Lib-Dem home affairs spokesman Simon Hughes said: “Guns should have no place in British society.
“These figures must prompt a new, tougher approach towards people who carry them. “Gangs which use and glorify guns as status symbols must be relentlessly targeted by the police.”
Police chiefs last night expressed grave concerns over soaring gun crime.
Peter Hampson, head of the Association of Chief Police Officers crime policy and Chief Constable of West Mercia, said: “The recent rise in firearms offences concerns us all.
“We support the Government’s intention to strengthen the law in relation to illegally-held firearms.
“And the Police Service is working closely with the Government and other agencies to try to reverse the trend in the illegal possession and use of firearms.
“We have also been working on ways to reduce the availability of crack cocaine which fuels criminality.”
Mr Blunkett will today host a crisis summit with cops and community leaders in a desperate bid to halt the crimewave.
He said: “Fighting gun crime is a vitally important issue and we are working hard to tackle the problem.
“We have demonstrated that this continues to be a priority by toughening the laws on illegal weapons, air guns and replica weapons.”
The Home Secretary earlier denied a U-turn over mandatory five-year sentences for possessing illegal guns.Mr Blair first uttered his “tough on the causes of crime” mantra nearly a decade ago.
The PM — then Shadow Home Secretary under Labour leader John Smith — used the phrase in an address to the 1993 Labour Party conference.
In a bid to steal the Tories’ claim to be the party of law and order, he said: “The Labour Party is the party of law and order in Britain today — tough on crime and tough on the causes of crime.”
He went on to repeat his pledge in Labour’s pre-election manifesto of April 1997.
Minister's whitewash bid
THE Government flew in the face of hard facts yesterday — and insisted crime is FALLING.
Home Office Minister John Denham wheeled out figures from an opinion poll — choosing to ignore concrete police statistics.
He said: “This survey is the most reliable indicator of crime trends.

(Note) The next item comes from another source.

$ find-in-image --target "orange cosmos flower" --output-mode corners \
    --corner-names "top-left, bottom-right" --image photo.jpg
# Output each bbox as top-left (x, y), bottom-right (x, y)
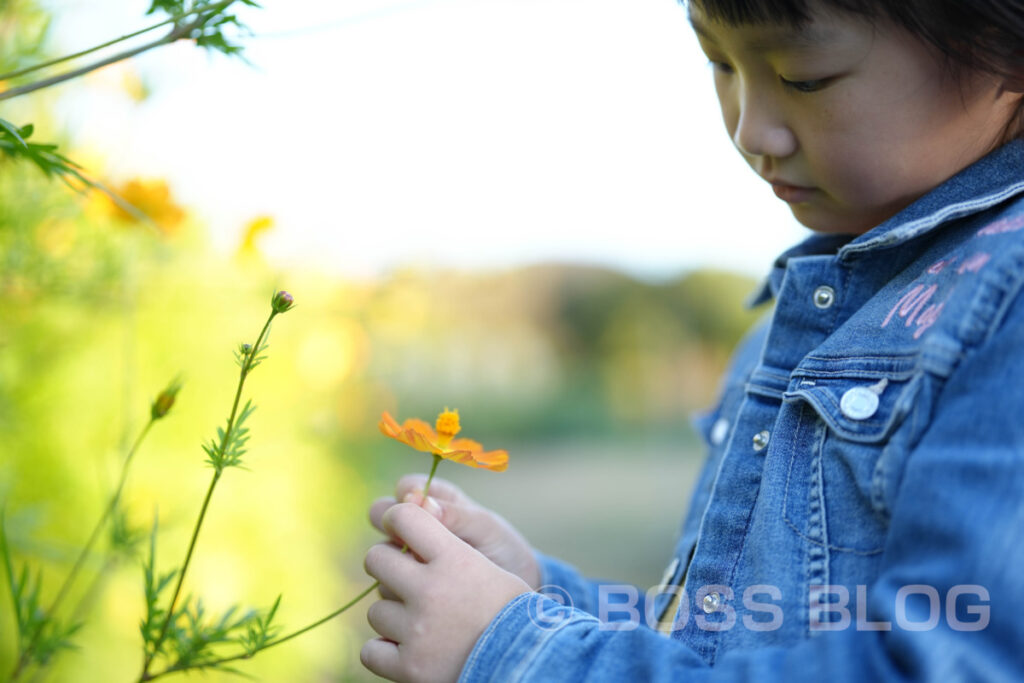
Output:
top-left (379, 408), bottom-right (509, 472)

It shows a seven per cent drop in crime and a drop in the fear of crime.”
Mr Denham based his amazing remarks on the British Crime Survey, which quizzes 40,000 people about their experience of crime.
Directly contradicting official statistics, the survey claims violent crime has dropped by two per cent,burglary by seven per cent and car theft by 14 per cent.
Mr Denham said the chance of being a crime victim was the lowest in 20 years. And he added: “The survey shows crime has been falling since 1997 and the risk of being a victim is very low.”
But Tories dismissed his reliance on the poll as “spin”.